Messier 74 is a relatively bright (10th magnitude) spiral galaxy some 30 million light-years away. Located in Pisces, it's well up in the eastern sky by midnight or 1 a.m. as of mid-August.
The supernova lies 92 arcseconds east and 135 arcseconds south of the galaxy's core. The coordinates are right ascension 1h 36m 48.16s, declination +15° 45′ 31.0″. For judging its brightness yourself, print out this ½°-wide comparison-star chart from the American Association of Variable Star Observers (AAVSO).
Spectra taken soon after the discovery show a blue continuum with distinct Balmer emission lines from hydrogen atoms that are typical of a young Type II supernova. This means the blast resulted when a single massive star collapsed inward onto its unstable core and exploded.
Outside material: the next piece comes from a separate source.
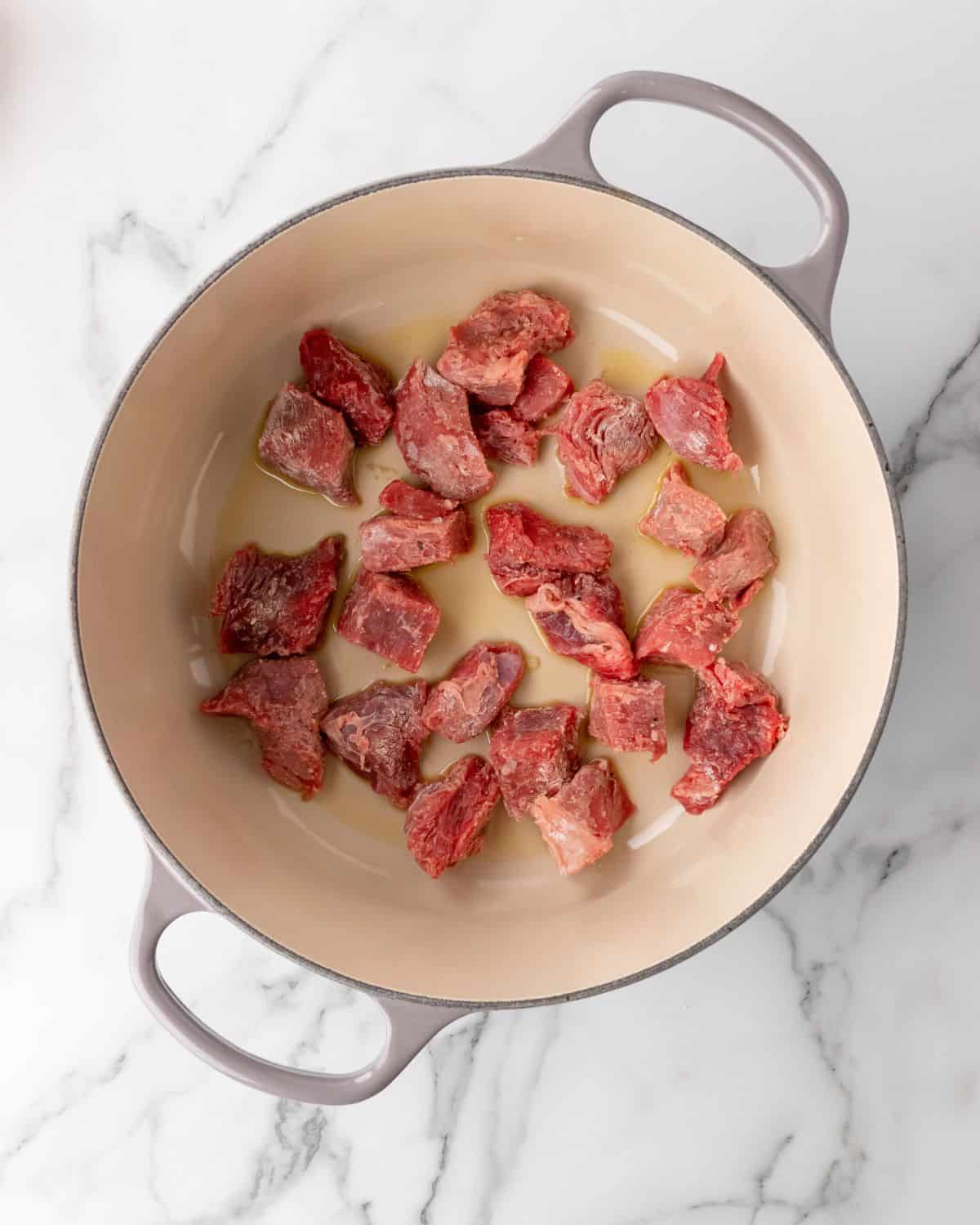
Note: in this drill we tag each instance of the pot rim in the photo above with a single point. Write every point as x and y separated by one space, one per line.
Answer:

Type II supernovae typically shine with roughly 1 billion times the Sun's luminosity for a couple of weeks. At M74's distance, that would be magnitude 11.5. However, the peak luminosities of Type II supernovae can differ by several magnitudes.
It turned out that M74 had been targeted more than once by the Hubble Space Telescope, and images taken in November 2003 and June 2005 appear to show the progenitor: a 25th-magnitude star that was particularly bright at near-infrared wavelengths and likely an M-type red supergiant before it destroyed itself.
Rubab Khan (Ohio State University) also reported that the Spitzer Space Telescope showed a candidate star in the supernova's location that (in the infrared, at least) outshines the Sun by up to 30,000 times.
Located at Lick Observatory, the KAIT telescope is a 0.76-m dedicated reflector that scans the sky each clear night for exploding stars. It revisits each of roughly 20,000 galaxies every 2 to 12 days. KAIT's singleminded searches have been highly successful: since 1998, this telescope has discovered nearly 900 supernovae.